Congratulations to University of Utah nuclear engineering assistant professor Tara Mastren, who was awarded a U.S. Department of Energy Early Career Research Award, given this year to 83 scientists to support their current research projects. She will receive a total of $750,000 over five years.

Her research will focus on the development of better radionuclide generator systems that provide short-lived alpha emitting radionuclides for the use in cancer therapies. Targeted alpha therapy (TAT) has grown in recent years as a method for treating cancer. IN TAT the alpha emitting radionuclide is attached to a molecule that acts as a mailman delivering the dose directly to the diseased cancer cells while bypassing healthy cells. The power of alpha decay for cancer therapy lies in the short range of the emitted alpha particle allowing for maximum damage to targeted cancer cells with minimum damage to the surrounding healthy tissue.

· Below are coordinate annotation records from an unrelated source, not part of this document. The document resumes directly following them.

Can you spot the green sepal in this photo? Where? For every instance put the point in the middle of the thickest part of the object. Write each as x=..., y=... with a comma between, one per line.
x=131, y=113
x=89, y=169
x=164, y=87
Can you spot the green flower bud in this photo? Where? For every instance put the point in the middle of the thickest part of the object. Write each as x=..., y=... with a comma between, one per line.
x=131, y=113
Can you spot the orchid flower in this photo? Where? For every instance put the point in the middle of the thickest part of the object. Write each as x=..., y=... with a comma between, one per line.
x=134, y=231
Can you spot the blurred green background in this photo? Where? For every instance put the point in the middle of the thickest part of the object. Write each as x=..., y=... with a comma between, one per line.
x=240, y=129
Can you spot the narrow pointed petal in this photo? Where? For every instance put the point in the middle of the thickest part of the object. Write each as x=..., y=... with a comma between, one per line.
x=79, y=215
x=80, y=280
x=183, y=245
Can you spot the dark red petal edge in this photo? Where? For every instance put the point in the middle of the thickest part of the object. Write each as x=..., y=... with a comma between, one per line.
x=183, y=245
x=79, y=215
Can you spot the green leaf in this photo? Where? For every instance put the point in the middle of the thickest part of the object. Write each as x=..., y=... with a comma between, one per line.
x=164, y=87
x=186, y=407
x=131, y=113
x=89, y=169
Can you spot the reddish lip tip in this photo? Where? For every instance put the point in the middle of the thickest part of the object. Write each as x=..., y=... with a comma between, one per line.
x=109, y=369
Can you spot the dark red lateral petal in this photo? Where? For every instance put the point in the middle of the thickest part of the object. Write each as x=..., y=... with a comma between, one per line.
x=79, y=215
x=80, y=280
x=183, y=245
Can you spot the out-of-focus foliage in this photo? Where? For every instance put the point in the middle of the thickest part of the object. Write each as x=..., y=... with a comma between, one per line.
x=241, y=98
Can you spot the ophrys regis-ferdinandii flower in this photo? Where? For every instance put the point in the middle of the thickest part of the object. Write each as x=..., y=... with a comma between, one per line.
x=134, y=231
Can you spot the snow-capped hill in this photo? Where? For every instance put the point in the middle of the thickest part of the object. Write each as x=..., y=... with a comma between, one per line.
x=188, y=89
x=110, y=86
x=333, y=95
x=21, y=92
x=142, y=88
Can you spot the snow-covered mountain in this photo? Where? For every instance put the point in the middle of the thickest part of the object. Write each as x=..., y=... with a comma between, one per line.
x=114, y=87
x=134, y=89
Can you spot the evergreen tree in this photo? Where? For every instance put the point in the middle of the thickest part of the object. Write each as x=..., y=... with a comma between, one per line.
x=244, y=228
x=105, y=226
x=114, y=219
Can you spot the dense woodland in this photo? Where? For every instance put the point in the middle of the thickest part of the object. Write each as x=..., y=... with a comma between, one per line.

“This work seeks to develop methods to increase the supply of these valuable radionuclides allowing for more patients to have access to targeted alpha therapy for cancer treatment,” she said.

Mastren received her bachelor’s in chemistry from Maryville University in St. Louis and a doctorate degree in nuclear and radiochemistry from Washington University in St Louis.

She joined the University of Utah as an assistant professor in the U’s Department of Civil and Environmental Engineering in 2018 where she is in the Nuclear Engineering Program.

She is a member of both the Society of Nuclear Medicine and the American Chemical Society, where she is the spring conference program chair of the ACS Nuclear Division.

The DOE Early Career Research Program, which is now in its 12th year, is designed to “bolster the nation’s scientific workforce by providing support to exceptional researchers during the crucial early career years, when many scientists do their most formative work.”